3. Company’s Obligations
- Notify HCP of any limitation(s) in its notice of privacy practices in accordance with 45 C.F.R. § 164.520, to the extent that such limitation may affect HCP’s use or disclosure of PHI.
- Notify HCP of any changes in, or revocation of, permission by an individual to use or disclose PHI to the extent that such changes may affect HCP’s use or disclosure of PHI.
- Notify HCP of any restriction to the use or disclosure of PHI that Company has agreed to in accordance with 45 C.F.R. §164.522, to the extent that such restriction may affect HCP’s use or disclosure of PHI.
- Request HCP to use or disclose PHI only in a manner permissible under HIPAA and HITECH if done by the Company.
4. Term and Termination
The term of this BAA shall commence as of the Effective Date and shall terminate when all of the PHI provided by Company to HCP, or created or received by HCP on behalf of Company, is destroyed or, if it is infeasible to destroy the PHI, when protections are extended to such information, as provided herein. Company may terminate this BAA if HCP fails to cure or take substantial steps to cure a material breach of this BAA within thirty (30) days after receiving written notice of such material breach from Company. If the underlying agreement terminates or expires, HCP will maintain Company’s PHI for sixty (60) days in order for Company to resubmit claims as necessary. Company’s PHI will then be destroyed by HCP. If such destruction of PHI is not feasible, HCP will continue to abide by the terms set forth herein with respect to such PHI, and further uses and disclosures of such PHI will be limited to those purposes that make destruction infeasible. This Section 4 shall survive the termination of this BAA.
This BAA, as part of the applicable Agreement, constitutes the entire agreement between the Parties concerning its subject matter. This BAA may be amended only in writing signed by Company and HCP. The Parties agree to take such action to amend this BAA as is necessary to comply with the requirements of HIPAA and HITECH. This BAA and the rights and obligations of the Parties hereunder shall in all respects be governed by, and construed in accordance with, the laws of the State of Idaho, including all matters of construction, validity, and performance. Any ambiguity in this BAA shall be resolved in favor of a meaning that permits the Parties to comply with HIPAA and HITECH, as applicable.

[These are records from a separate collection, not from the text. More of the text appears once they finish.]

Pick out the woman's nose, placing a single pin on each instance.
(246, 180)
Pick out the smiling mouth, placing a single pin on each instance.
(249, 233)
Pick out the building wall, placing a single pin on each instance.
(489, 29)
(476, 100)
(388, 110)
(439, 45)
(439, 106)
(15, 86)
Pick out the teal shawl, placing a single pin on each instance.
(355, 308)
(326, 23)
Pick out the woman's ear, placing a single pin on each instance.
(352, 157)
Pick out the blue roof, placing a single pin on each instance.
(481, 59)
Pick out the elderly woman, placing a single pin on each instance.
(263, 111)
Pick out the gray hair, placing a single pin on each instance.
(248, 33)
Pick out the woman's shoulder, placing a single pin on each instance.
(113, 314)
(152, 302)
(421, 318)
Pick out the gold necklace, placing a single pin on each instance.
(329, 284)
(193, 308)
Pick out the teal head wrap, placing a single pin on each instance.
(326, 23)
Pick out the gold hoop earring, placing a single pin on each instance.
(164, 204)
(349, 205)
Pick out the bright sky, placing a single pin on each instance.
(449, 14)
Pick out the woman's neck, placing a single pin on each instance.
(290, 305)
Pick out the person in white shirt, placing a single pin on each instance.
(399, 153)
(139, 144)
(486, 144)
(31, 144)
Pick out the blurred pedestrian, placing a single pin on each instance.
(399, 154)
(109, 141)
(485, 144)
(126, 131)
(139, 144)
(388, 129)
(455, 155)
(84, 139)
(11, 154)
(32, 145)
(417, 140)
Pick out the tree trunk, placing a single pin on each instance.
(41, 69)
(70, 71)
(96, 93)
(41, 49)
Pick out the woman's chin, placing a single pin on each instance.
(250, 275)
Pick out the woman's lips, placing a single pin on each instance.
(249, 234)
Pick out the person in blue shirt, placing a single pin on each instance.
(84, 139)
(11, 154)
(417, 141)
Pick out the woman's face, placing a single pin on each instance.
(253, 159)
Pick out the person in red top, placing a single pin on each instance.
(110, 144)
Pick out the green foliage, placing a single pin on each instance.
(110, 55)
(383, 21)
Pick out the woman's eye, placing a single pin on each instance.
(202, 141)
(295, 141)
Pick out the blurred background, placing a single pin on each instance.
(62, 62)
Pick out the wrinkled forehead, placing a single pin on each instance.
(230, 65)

All liability of HCP under this BAA is subject to the limitation of liability provisions set forth in the Agreement. In any event, HCP’s aggregate liability arising from or relating to this BAA, HIPAA or the transactions contemplated under this BAA shall not, in the aggregate, exceed the amounts paid by Company to HCP under the Agreement during the 12-month period immediately preceding the event that caused the damage relating to the first claim made under the Agreement.